Thursday, 16 October 2008
On Living in the First Days of the Swedish Empire
Even Switzerland is on board it seems: the whole world has turned Swedish. To recap: the Swedish solution is to take failing banks into full or partial public ownership, re-capitalise them and then, when market conditions allow, sell off the government's stake ideally at a profit but certainly without any loss to the tax payer. There are national variations around all this, naturally. American nobel prize winners seem to be queuing up to tell us how dodgy the Bush/Paulson variant is. But the general outline is clear.

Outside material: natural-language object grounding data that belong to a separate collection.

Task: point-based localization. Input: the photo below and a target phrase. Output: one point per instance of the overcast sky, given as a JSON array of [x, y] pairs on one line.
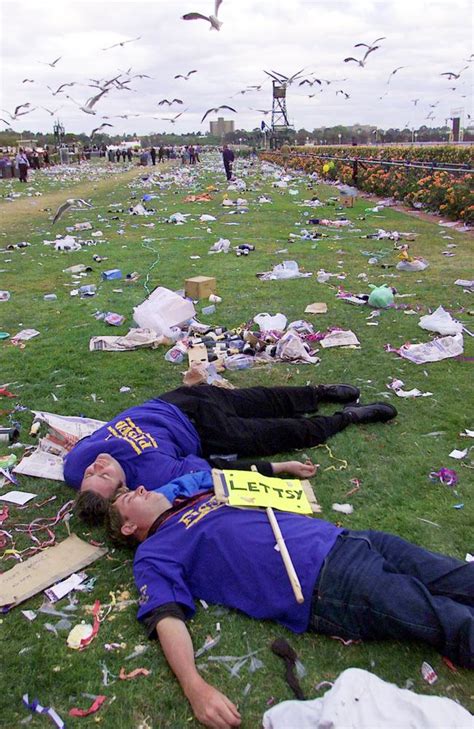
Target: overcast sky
[[428, 37]]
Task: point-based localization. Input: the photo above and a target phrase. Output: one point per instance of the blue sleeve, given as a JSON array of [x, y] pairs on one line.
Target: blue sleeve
[[187, 485]]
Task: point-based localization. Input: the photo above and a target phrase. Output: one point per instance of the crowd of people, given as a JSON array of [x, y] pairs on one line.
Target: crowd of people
[[17, 164]]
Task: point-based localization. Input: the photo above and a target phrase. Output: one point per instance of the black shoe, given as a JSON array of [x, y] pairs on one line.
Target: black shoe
[[376, 412], [338, 393]]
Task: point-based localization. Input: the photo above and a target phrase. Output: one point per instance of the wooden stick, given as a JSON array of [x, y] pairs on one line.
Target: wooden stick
[[285, 555]]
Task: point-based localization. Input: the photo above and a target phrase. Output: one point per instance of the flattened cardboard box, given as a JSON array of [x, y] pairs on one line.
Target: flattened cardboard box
[[46, 568], [200, 287]]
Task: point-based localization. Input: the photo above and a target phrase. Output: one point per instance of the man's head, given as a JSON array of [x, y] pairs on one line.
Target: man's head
[[131, 514], [103, 476]]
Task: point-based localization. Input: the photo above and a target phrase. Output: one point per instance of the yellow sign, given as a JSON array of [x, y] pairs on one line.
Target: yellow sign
[[248, 488]]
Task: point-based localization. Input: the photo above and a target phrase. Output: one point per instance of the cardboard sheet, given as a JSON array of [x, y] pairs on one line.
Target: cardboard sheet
[[28, 578]]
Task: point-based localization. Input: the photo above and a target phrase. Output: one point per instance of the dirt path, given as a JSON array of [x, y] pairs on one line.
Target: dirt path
[[14, 212]]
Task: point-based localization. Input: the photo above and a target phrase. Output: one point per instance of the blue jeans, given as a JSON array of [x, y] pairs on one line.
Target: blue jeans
[[375, 585]]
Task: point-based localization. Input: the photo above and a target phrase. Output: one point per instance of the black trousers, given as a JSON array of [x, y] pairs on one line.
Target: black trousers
[[23, 172], [255, 421], [228, 169]]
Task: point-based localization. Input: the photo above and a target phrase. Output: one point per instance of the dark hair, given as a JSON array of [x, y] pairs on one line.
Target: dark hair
[[91, 507], [114, 522]]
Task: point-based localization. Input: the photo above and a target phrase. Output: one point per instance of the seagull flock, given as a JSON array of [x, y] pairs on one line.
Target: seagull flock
[[123, 82]]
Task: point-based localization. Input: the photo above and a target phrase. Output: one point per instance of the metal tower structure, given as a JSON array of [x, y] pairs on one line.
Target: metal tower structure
[[280, 121]]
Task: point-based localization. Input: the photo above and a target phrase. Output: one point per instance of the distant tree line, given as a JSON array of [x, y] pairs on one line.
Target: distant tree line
[[361, 134]]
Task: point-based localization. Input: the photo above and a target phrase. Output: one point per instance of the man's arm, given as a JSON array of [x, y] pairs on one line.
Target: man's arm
[[210, 707]]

The British banks are having a little problem with this, as you might expect. They are the Bourbons of the capitalist world - arrogant, stupid and without the capacity to see themselves as others see them. I think they'd be demanding their bonuses and share dividends even if the cart was coming to take them to the guillotine...
But this new Swedish consensus might not last. I don't say this because stock markets continue to fall - all that would mean, if it goes on, is that we'd all become even more Swedish, in the sense that governments would have to go for full, rather than partial nationalisation. (Did I really just use the dismissive phrase 'all that would mean' in that last sentence? Christ, I am becoming blaise about global capitalist crises...). To some extent the national Treasuries, and certainly the IMF, have contingency plans for this, even if they passionately wish to avoid it.
No - it's the bit about selling the banks back to the private sector and getting at least a break even price that I'm beginning to have doubts about.Or at least doubts about it happening in the medium term. John Ross gives us this splendid graph: the Dow didn't recover its September 1929 value until September 1954: 25 years later.
So perhaps the one recession proof activity to get involved in might be Swedish language evening classes.